View Full Version : No.3 Folding Cartridge Kodak Camera, Model B4

12-19-2008, 04:29 PM
Just got of these beautiful cameras and I am going to try and make some film to fit...do you have any experience of doing this, did you make a roll or individual negative frames? Or if anyone knows if 122 roll film exists...thanks

Nicholas Lindan
12-19-2008, 05:23 PM

01-23-2009, 11:22 AM
Several resources are available to help in spooling your own film for popular, discontinued roll sizes.

The most variable part of the process is finding a source for bulk film that you can cut and reload. In better days, 70mm unperforated film was easy to get for 116/616 reloads, and aerial film in 5" to 9.5" sizes was fairly available as well. Lately, I've had to hunt for even outdated sources of these materials. If you want to feed your camera collection, this is simply something you will have to research and obtain on your own.

Given that you have a source for film, you will need a splitter for it, a spool supply, and backing paper (since the original papers do wear out).

For information about splitting film, search for "film splitter." For example, here in apug, search for postings by Donald Qualls describing his splitter ideas. I use a swing-arm paper cutter in the dark (with care!), first cutting a desired length from a reel of the bulk film, then setting up a guide jig on the cutter so that I can feed the length through, slice by slice, until I have separated a reloadable strip. THIS is the part of the operation where time=money, but if you do it for yourself, it is definitely a savings over the commercial costs.

For a source of spools, Dean Williams made a sort of sleeper announcement here that bears repeating:
Dean's models are based on measurements from Kodak spools that I provided him, and I have used his spools as replacements that work perfectly. I recommend them! Contact him about prices as he makes these to order.

For instructions on making up backing papers (including the reload lengths that you'll need for the splitting operation above), see my article,Kodak paper lengths by film type (http://www.realtime.net/~donday/photo/paper-lengths.html).

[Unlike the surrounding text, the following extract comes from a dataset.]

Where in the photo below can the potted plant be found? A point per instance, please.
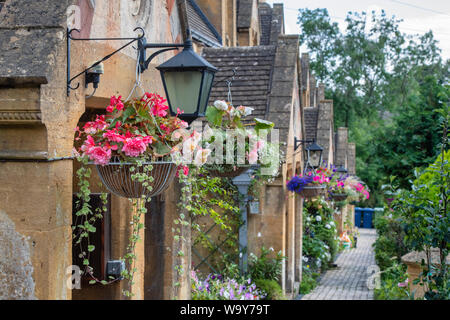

While preparing your own film reloads involves investment and work on your part, it is very satisfying to load your old cameras with film using a process that is under your control, as long as the film sources hold out and you don't slice off a fingertip! :mad:

01-23-2009, 12:04 PM
thanks for this, it's great. I'm going to investigate over the weekend...

01-23-2009, 07:32 PM
To help me avoid repeating myself, check here. (http://www.apug.org/forums/forum51/53577-i-just-got-kodak-3a-camera.html)

01-23-2009, 09:40 PM
Hello all,

This is quoted from their web site:

"Film For Classics Press Release

Film For Classics (F.F.C.) will discontinue direct sales as of January 1, 2009. Our products will still be offered at one of the following dealerships.

B&H Photo-Video, Inc
420 Ninth Ave.
New York, NY 10001
1 (212) 502-6200 Extension 71
1 (800) 972-5999 Extension 71

Central Camera Co., Inc
230 S. Wabash Ave.
Chicago, Il 60604
1 (800) 421-1899

Contact these dealers for offerings and prices, as not all dealers offer all of our products"

There is a bit more info about prepaid mailers on the site.